With fewer than six hours until voting begins in Dixville Notch, New Hampshire, the national polling picture has cleared up considerably. Barack Obama is on the verge of a victory, perhaps a decisive victory, in the race for the White House.
The national polls have all consolidated into a range of roughly Obama +7. That is right about where our model sees the race as well, giving Obama a 6.8 point advantage in its composite of state and national polling. Our model notes, however, that candidates with large leads in the polls have had some tendency to underperform marginally on election day, and so projects an Obama win of 6.0 points tomorrow.
Far more important, of course, is the race for 270 electors. It appears almost certain that Obama will capture all of the states won by John Kerry in 2008. Pennsylvania, while certainly having tightened somewhat over the course of the past two weeks, appears to be holding at a margin of about +8 for Obama, with very few remaining undecideds. Obama also appears almost certain to capture Iowa and New Mexico, which were won by Al Gore in 2000. Collectively, these states total 264 electoral votes, leaving Obama just 5 votes shy of a tie and 6 of a win.
Obama has any number of states to collect those 5 or 6 votes. In inverse order of difficulty, these include Colorado, Virginia, Nevada, Ohio, Florida, North Carolina, Missouri and Indiana. Obama is the signficant favorite in several of these states; winning any one of them may be fairly difficult for John McCain, but winning all of them at once, as John McCain probably must do, is nearly impossible.

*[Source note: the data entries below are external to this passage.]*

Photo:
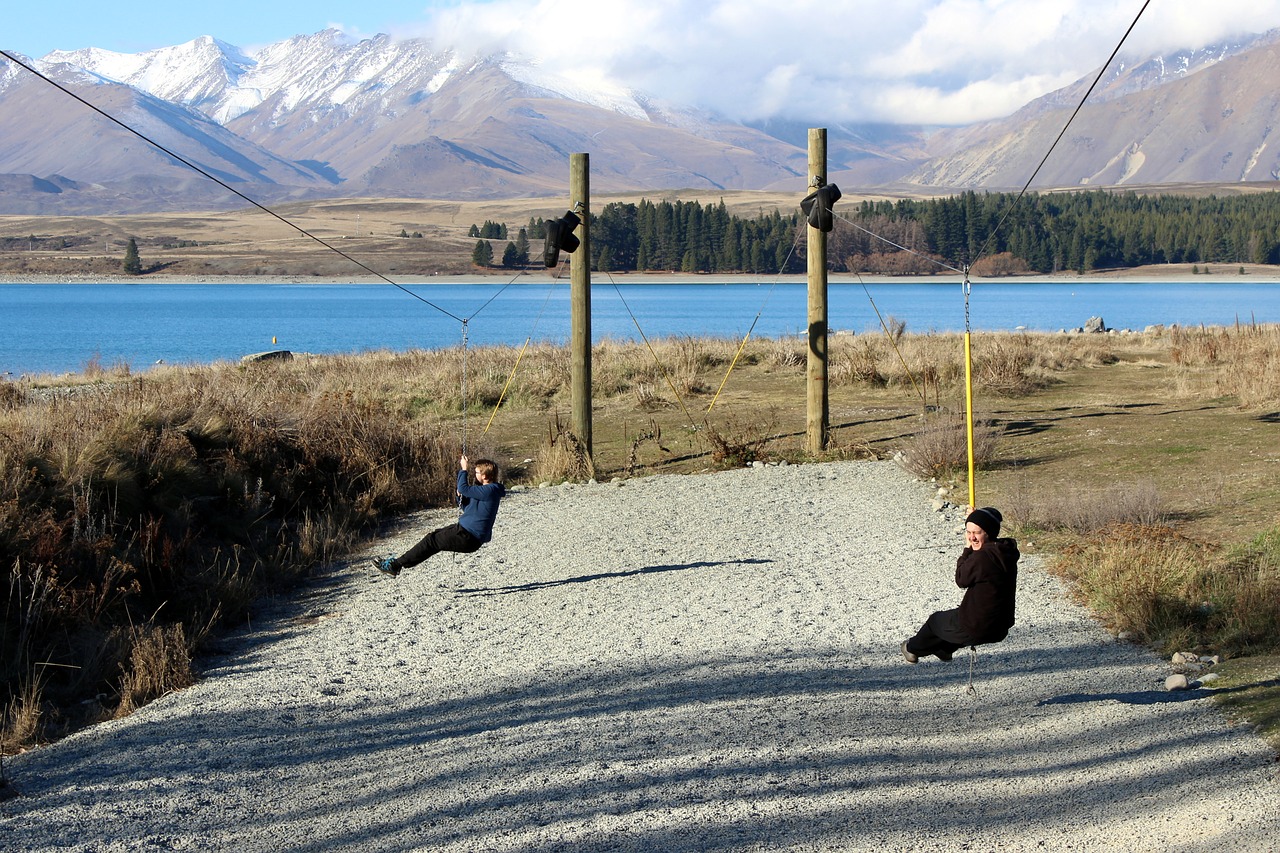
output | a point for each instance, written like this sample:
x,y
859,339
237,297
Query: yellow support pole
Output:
x,y
968,406
968,392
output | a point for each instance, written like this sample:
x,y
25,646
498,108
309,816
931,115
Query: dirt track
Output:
x,y
673,664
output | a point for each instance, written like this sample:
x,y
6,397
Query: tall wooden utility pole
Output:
x,y
580,300
818,410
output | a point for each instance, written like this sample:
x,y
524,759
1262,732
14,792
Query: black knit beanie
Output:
x,y
988,519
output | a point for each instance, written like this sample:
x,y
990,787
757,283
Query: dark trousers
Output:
x,y
940,634
453,537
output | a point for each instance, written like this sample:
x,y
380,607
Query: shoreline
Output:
x,y
1170,273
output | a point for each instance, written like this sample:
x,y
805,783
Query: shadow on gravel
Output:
x,y
603,575
1137,697
758,751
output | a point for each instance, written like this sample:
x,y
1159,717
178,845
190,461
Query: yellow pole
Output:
x,y
968,406
968,391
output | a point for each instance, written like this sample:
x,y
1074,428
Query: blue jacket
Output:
x,y
479,506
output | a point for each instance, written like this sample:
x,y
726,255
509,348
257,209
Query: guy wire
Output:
x,y
223,183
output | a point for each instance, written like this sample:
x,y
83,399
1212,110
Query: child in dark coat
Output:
x,y
987,570
475,527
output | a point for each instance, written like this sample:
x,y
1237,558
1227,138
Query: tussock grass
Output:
x,y
940,447
1240,361
1174,592
138,514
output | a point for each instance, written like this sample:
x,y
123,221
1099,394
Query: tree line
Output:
x,y
993,232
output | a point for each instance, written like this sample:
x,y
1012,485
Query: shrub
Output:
x,y
1174,592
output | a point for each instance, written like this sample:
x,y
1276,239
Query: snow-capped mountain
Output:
x,y
328,115
1191,117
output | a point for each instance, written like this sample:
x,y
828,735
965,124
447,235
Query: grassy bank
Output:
x,y
140,514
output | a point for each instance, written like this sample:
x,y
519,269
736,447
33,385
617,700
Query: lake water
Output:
x,y
55,328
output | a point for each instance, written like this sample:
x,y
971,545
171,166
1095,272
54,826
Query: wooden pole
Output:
x,y
580,301
818,410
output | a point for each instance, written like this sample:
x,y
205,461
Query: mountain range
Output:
x,y
324,115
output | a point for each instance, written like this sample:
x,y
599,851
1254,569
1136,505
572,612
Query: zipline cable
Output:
x,y
892,342
224,185
520,355
758,314
666,375
986,246
1102,71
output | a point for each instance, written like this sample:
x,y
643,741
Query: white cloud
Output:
x,y
910,60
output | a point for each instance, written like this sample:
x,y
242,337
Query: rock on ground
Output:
x,y
672,664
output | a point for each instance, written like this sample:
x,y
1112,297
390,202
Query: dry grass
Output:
x,y
173,498
1175,592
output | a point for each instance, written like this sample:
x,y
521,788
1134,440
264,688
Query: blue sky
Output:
x,y
932,62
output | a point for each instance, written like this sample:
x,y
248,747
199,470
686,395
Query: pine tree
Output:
x,y
511,256
132,263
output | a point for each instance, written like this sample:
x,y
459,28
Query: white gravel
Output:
x,y
673,664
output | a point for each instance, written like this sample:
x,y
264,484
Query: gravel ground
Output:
x,y
672,664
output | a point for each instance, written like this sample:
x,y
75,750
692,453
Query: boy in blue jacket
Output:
x,y
475,527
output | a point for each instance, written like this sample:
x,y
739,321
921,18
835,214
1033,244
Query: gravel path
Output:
x,y
672,664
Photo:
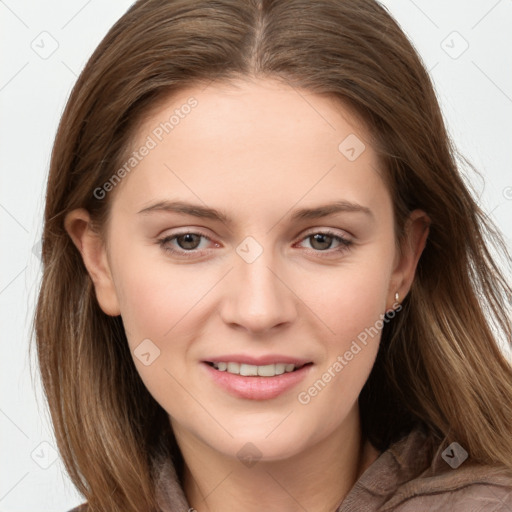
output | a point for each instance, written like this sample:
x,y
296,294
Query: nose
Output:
x,y
258,298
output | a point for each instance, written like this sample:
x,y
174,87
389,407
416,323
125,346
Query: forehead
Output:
x,y
243,141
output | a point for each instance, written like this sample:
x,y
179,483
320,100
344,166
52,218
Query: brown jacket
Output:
x,y
410,476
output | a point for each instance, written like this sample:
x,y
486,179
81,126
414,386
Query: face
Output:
x,y
256,235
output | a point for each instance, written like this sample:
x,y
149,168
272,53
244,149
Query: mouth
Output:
x,y
256,382
250,370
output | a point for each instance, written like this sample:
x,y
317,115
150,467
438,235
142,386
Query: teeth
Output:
x,y
250,370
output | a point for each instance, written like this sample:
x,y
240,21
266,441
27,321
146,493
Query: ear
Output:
x,y
417,228
92,248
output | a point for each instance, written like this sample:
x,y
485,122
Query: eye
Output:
x,y
186,243
321,241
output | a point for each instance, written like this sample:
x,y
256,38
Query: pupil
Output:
x,y
187,239
318,238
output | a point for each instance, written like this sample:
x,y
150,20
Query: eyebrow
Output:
x,y
204,212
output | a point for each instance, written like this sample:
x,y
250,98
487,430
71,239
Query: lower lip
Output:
x,y
257,388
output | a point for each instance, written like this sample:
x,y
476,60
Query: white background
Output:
x,y
475,91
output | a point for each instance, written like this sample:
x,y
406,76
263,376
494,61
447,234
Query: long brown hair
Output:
x,y
439,361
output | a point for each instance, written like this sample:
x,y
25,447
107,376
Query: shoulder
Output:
x,y
416,474
479,497
442,485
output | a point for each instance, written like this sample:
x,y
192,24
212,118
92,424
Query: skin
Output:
x,y
257,150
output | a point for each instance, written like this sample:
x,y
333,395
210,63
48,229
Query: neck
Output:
x,y
316,479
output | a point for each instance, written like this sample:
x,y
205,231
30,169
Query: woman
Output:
x,y
263,270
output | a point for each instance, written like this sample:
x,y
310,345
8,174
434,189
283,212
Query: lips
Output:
x,y
257,387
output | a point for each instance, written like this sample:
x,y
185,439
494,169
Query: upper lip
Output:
x,y
258,361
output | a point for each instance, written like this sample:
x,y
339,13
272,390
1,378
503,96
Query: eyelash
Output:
x,y
345,244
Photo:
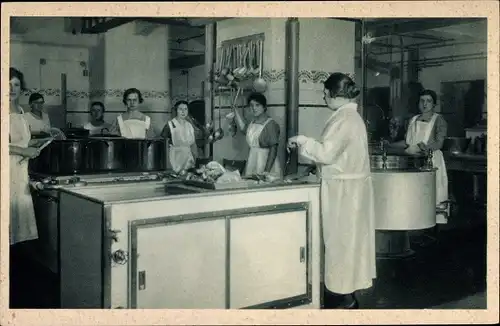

McCain’s chances, in essence, boil down to the polling being significantly wrong, for such reasons as a Bradley Effect or “Shy Tory” Effect, or extreme complacency among Democratic voters. Our model recognizes that the actual margins of error in polling are much larger than the purported ones, and that when polls are wrong, they are often wrong in the same direction.
However, even if these phenomenon are manifest to some extent, it is unlikely that they are worth a full 6-7 points for McCain. Moreover, there are at least as many reasons to think that the polls are understating Obama’s support, because of such factors as the cellphone problem, his superior groundgame operation, and the substantial lead that he has built up among early voters.
McCain’s chances of victory are estimated at 1.9 percent, their lowest total of the year.
Our final polling update of the campaign will follow in the early afternoon tomorrow.